The figures are in stark contrast to the relief operations undertaken by the finance ministry of Germany. Britain, with a population of 67.8 million, is given a handout of £9.4 billion. Germany, with a population of 84 million, has designated £115 billion towards employment relief. Compare!

Regardless of how Germany, the richest country of the European Union, rebuilds its economy and pays its debts after the Covid period, Rishi has already announced his plans for what he says will trigger the recovery. You can take the capitalist out of tax-dodging, but you can’t take the idea of tax-dodging out of the capitalist. Rishi now proposes to turn several of Britain’s coastal cities into “freeports”. This idea has been mooted for decades and it’s tantamount to turning Britain into Bringapore. It’s tax-dodgers of the world unite and buy up land in Grimsby and nine other havens where you can register and bring your capital. The plan (dreamt up by Dominic, or by Rishi?) is supposed to attract money and turn these freeports into industrial hubs to spread prosperity.

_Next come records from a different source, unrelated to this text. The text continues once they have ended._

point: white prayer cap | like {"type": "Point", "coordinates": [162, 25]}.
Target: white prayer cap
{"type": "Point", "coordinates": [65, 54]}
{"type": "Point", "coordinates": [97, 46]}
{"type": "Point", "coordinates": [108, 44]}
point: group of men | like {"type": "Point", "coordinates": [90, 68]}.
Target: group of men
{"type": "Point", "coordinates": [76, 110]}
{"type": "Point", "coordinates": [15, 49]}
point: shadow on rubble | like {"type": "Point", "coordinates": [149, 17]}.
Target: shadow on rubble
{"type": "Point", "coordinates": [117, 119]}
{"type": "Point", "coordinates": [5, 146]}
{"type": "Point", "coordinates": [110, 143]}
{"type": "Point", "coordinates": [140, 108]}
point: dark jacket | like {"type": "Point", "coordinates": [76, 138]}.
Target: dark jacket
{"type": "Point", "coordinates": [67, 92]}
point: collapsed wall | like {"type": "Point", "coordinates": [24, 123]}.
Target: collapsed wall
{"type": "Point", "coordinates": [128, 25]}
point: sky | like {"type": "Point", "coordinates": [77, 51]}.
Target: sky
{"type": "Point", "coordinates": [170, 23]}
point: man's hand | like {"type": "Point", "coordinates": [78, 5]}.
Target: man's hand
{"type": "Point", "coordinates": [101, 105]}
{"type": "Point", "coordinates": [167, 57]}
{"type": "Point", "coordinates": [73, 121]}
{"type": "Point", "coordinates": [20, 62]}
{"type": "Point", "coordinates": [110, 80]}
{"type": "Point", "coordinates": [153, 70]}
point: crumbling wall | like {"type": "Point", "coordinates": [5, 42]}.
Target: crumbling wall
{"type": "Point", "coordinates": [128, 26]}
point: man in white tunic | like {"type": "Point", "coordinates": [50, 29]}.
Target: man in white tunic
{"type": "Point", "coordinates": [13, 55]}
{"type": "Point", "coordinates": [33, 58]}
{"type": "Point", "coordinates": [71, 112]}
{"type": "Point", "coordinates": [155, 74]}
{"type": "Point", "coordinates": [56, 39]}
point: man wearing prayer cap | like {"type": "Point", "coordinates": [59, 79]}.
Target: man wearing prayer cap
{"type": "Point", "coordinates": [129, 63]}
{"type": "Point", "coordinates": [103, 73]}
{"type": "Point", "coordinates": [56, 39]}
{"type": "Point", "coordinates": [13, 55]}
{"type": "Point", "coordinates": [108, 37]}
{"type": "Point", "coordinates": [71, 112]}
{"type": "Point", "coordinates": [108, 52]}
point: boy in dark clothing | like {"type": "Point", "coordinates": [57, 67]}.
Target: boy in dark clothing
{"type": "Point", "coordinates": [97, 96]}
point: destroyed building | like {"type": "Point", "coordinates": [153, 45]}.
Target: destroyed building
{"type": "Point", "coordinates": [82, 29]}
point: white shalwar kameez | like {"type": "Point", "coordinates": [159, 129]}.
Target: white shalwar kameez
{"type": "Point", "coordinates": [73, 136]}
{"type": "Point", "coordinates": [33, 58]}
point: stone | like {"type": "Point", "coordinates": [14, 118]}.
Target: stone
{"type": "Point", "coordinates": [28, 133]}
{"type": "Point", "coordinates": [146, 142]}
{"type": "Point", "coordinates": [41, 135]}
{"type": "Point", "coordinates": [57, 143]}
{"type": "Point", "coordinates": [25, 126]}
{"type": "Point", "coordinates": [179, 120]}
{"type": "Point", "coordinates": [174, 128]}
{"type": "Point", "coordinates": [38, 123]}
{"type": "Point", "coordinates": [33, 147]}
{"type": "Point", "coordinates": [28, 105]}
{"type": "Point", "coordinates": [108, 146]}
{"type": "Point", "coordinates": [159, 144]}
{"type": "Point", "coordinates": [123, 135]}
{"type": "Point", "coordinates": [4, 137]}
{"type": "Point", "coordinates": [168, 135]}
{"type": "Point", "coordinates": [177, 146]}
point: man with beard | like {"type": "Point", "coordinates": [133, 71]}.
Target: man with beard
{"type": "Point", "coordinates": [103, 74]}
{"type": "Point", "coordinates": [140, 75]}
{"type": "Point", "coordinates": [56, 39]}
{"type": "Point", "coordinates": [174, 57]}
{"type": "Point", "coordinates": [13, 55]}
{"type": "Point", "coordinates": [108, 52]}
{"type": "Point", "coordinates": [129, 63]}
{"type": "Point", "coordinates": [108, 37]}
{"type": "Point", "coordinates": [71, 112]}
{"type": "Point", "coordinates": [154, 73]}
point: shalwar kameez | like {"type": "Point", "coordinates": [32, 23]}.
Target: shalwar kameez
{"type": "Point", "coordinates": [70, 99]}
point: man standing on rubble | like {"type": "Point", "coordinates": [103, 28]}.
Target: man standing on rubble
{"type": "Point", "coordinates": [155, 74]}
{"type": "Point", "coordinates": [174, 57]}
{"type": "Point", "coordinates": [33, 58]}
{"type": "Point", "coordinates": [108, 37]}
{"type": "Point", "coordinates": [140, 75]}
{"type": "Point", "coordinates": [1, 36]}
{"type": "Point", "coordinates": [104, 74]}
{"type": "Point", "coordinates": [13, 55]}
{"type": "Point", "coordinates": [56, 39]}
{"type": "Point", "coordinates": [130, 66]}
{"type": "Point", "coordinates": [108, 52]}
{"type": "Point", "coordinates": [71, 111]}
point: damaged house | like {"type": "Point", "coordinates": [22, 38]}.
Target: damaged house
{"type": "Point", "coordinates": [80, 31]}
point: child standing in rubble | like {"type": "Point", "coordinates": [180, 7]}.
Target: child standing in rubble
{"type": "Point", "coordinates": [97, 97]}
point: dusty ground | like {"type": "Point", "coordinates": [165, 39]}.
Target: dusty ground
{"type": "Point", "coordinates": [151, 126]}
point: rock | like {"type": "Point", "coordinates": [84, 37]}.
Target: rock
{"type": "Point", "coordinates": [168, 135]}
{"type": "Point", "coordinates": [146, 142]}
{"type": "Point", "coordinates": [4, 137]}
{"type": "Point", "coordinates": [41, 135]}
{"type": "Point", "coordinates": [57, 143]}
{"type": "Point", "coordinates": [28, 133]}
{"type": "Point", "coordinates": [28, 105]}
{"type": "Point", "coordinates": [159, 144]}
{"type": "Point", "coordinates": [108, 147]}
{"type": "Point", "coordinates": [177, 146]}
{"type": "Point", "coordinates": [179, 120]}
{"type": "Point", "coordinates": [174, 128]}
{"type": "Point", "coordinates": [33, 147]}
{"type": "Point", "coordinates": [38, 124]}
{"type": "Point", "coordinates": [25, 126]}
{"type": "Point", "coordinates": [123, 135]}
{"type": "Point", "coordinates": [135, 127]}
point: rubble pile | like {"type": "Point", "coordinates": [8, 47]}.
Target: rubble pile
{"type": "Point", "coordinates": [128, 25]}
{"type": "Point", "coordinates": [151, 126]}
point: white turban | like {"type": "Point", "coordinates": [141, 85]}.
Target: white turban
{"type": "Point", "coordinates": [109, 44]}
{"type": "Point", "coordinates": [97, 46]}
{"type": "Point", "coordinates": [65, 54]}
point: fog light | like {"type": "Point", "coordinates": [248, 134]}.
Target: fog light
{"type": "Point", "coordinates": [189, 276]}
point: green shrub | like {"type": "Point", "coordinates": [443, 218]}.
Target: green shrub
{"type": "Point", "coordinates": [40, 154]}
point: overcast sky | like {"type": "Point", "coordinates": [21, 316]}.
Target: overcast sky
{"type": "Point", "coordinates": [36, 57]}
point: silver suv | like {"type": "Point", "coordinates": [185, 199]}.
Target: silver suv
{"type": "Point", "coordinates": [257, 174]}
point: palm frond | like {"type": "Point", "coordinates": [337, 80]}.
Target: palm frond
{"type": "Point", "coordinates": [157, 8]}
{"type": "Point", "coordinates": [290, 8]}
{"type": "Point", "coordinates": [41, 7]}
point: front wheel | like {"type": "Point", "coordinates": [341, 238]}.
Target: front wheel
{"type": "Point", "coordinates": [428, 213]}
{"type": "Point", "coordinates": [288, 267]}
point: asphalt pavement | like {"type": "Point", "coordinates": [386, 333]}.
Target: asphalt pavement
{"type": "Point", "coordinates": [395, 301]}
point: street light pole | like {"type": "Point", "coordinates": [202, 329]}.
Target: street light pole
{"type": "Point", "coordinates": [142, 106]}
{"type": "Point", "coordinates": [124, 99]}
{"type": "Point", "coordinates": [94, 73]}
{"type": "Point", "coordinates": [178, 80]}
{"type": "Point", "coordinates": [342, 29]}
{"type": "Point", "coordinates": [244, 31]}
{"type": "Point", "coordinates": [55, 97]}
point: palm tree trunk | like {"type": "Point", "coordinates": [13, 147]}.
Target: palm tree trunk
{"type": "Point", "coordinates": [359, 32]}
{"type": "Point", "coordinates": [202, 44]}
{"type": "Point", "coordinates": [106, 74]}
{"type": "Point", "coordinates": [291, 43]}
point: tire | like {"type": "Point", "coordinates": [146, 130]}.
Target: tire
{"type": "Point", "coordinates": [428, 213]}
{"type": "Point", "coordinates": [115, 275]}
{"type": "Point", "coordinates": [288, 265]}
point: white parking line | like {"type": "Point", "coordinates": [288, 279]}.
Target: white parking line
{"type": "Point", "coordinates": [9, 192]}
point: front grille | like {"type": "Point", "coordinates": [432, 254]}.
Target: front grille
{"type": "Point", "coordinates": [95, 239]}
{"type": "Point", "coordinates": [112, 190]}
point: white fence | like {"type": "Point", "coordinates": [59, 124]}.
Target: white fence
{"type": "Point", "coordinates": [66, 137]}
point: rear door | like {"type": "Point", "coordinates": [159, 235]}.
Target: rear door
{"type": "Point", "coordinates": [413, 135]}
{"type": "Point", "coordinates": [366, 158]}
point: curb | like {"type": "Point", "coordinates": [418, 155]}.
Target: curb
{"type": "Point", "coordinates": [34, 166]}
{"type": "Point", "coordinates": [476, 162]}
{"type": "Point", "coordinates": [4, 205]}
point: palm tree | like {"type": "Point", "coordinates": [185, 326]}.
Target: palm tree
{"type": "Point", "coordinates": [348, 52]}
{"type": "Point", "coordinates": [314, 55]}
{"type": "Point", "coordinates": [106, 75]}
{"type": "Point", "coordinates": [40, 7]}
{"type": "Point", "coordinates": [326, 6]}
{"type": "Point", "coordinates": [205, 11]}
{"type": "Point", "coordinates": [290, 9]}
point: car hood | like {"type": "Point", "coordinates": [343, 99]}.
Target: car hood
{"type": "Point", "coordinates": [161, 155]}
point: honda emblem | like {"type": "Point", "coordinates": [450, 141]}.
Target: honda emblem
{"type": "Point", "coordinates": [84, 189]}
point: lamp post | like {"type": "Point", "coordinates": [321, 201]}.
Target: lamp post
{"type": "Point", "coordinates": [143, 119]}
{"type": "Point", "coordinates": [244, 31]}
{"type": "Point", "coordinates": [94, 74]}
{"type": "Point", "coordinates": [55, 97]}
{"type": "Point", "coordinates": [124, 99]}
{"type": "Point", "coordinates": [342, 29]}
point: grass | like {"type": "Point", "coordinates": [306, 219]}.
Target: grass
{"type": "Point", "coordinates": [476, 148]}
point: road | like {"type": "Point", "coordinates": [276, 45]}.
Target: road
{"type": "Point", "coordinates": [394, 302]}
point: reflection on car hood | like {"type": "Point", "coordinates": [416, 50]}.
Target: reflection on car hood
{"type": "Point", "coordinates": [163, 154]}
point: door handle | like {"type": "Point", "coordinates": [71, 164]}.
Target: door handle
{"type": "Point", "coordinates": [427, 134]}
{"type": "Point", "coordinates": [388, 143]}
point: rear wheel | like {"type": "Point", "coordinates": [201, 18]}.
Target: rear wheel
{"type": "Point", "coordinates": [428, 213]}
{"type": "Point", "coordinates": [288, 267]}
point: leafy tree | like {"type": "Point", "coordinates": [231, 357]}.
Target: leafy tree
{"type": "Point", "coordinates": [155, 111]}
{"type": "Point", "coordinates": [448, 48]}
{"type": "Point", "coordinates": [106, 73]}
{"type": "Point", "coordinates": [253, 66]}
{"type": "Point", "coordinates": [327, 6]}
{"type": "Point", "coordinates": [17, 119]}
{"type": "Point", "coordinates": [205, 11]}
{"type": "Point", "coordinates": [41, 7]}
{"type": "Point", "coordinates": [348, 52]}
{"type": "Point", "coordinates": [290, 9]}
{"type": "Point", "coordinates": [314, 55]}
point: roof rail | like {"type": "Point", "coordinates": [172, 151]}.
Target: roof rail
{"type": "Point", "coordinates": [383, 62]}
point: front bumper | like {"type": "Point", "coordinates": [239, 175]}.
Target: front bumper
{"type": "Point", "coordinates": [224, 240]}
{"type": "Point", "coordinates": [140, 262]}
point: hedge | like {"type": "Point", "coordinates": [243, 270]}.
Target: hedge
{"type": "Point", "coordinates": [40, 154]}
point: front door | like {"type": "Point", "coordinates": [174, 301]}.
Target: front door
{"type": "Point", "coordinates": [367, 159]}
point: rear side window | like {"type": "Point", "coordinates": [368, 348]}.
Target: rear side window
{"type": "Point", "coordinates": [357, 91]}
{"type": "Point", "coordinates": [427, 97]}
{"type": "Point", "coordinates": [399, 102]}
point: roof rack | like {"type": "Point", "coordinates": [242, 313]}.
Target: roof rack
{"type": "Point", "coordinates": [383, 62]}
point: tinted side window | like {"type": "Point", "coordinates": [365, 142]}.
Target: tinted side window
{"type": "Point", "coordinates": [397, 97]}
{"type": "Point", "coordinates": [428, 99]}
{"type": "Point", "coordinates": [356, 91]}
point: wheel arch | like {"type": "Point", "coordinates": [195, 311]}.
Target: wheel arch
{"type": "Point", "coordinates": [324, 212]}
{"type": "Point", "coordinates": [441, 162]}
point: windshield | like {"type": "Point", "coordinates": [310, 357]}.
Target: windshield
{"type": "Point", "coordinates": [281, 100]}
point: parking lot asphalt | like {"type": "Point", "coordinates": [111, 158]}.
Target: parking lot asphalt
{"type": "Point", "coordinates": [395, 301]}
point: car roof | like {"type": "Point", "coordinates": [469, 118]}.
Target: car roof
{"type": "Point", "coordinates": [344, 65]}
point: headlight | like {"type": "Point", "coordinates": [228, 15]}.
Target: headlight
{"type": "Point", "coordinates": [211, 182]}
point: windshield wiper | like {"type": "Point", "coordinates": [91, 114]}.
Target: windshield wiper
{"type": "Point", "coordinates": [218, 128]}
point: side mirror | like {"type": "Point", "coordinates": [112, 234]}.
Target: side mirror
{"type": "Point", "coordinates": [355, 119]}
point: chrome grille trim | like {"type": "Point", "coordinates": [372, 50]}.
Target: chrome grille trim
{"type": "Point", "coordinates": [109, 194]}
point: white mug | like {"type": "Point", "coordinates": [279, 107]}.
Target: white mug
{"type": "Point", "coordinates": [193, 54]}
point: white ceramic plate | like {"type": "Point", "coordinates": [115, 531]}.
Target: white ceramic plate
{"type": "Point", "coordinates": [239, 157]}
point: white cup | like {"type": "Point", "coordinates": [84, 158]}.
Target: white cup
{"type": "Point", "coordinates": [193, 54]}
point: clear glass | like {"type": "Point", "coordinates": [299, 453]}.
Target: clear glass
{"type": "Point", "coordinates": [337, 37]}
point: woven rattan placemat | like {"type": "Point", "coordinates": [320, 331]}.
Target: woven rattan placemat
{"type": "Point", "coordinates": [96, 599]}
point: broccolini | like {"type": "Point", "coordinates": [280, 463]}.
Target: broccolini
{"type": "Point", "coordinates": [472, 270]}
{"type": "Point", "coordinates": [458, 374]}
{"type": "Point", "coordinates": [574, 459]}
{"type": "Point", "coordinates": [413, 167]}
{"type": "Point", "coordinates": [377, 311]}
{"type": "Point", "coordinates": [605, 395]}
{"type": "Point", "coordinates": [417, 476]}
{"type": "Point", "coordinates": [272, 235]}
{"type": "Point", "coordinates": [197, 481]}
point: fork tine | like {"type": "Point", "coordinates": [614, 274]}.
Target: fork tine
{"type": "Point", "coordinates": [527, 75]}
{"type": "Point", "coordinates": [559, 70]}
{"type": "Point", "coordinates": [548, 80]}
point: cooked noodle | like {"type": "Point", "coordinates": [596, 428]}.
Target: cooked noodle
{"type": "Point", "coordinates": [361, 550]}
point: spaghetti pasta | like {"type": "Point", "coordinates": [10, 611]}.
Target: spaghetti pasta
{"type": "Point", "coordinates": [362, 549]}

With Britain’s workers being paid five times the wages of workers in, say, Vietnam, will capital really build manufacturing in these havens? Or will they deteriorate, as has been the experience in most freeports, into illegal money-laundering, legal tax-dodging, crime and capitalistic fiddles of all sorts? Apart from the projected prosperity for these ports, will they benefit the rest of the country? Has San Marino’s trade in illegal international arms deals, etc, sorted out Italy’s economy? Rishi wants to pave the way for his usurer mates to re-enter the temple.

This week the government announced that they will expel Huawei from Britain’s 5G project. This was done after pressure from the American government which, after Brexit, seems to have Britain’s government by what the British call “the short and curlies”. This government is in danger of becoming Donald Trump’s lapdog. Which brings one to another speculation. This week home secretary Priti “Clueless” Patel said that too many illegal immigrants were entering Britain via small boats coming across the English Channel, and she was determined to stop them. It remains to be seen if she flies to Washington to get some ideas and starts on her return to construct a wall in the English Channel to keep the boats out.